Getting the sum (even at 500m scale) will probably take a few moments…even with the infrastructure of Google at work.
# reduce collection
sokorea_sol = viirs.map(get_sokorea_sol)
# get lists
nested_list = sokorea_sol.reduceColumns(ee.Reducer.toList(2), ['date','SOL']).values().get(0)
# convert to dataframe
soldf = pd.DataFrame(nested_list.getInfo(), columns=['date','SOL'])
soldf['date'] = pd.to_datetime(soldf['date'])
soldf = soldf.set_index('date')
Let’s get a look at nighttime lights for South Korea (we’ll look at the median for our entire time period for visualization purposes…)
koreaMap2 = geemap.Map()
koreaMap2.centerObject(sokorea, zoom=7)
koreaMap2.add_basemap("SATELLITE")
koreaMap2.addLayer(sokorea, {}, "South Korea")
koreaMap2.addLayer(viirs.select('avg_rad').median(), {'min':0,'max':10}, "VIIRS 2014-2020 mean")
koreaMap2.addLayerControl()
koreaMap2
fig, ax = plt.subplots(figsize=(15,7))
sns.lineplot(data=soldf, ax=ax)
ax.set_ylabel('SOL',fontsize=20)
ax.set_xlabel('Date',fontsize=20)
ax.set_title('Monthly Sum Of Lights (SOL) for South Korea (Jan 2014 to May 2020)',fontsize=20);
Is the drop in 2020 an indication of lower activity or is it following a cycle?
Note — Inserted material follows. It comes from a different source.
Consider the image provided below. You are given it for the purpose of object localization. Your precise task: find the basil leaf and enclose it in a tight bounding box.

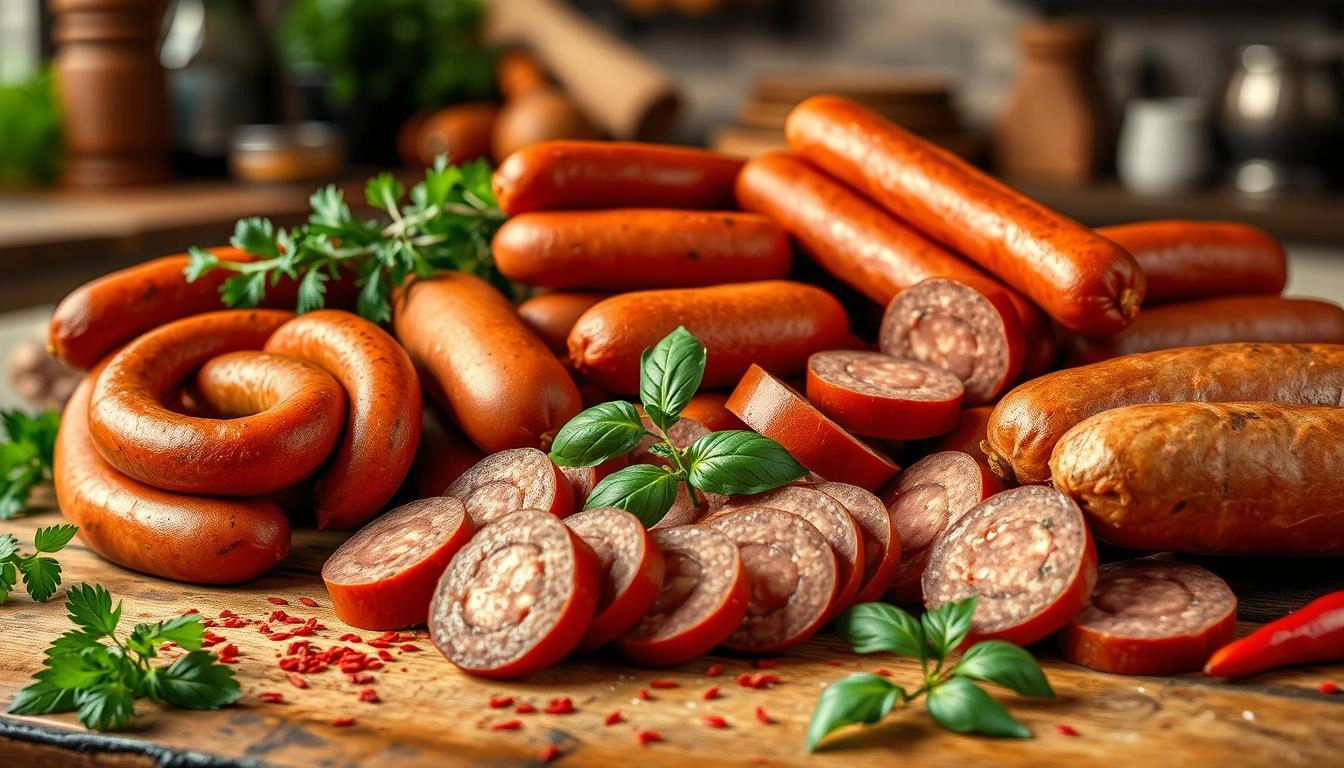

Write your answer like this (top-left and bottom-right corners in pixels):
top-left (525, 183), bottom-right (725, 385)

Further time series analysis, such as autocorrelation, leveraging historical data will be needed. It’s also worth considering a metric rather than SOL and perhaps scaling our data against area or disaggregating according to urban vs rural, etc.
On your own: could you use what we learned with Conditional operations (10 min) to split the data into separate “high” and “low” radiance time series to potential assess time series in both groups?
fig, ax = plt.subplots(figsize=(15,7))
window=12
sns.lineplot(data=soldf.rolling(window).mean(), ax=ax)
ax.set_ylabel('SOL',fontsize=20)
ax.set_xlabel('Date',fontsize=20)
ax.set_title(f'Monthly SOL ({window} moving avg.) for South Korea (Jan 2014 to May 2020)',fontsize=20);
Smoothing out our time series, we see quite an upward trend. What is interesting is we do not see a dramatic drop in 2020 in our aggregated metric. We’ve talked about cleaning and scaling data – and that’s something we’d probably want to do here before drawing strong inferences, but again getting data from a series of raster files to a dataframe you can plot and analze is just the start!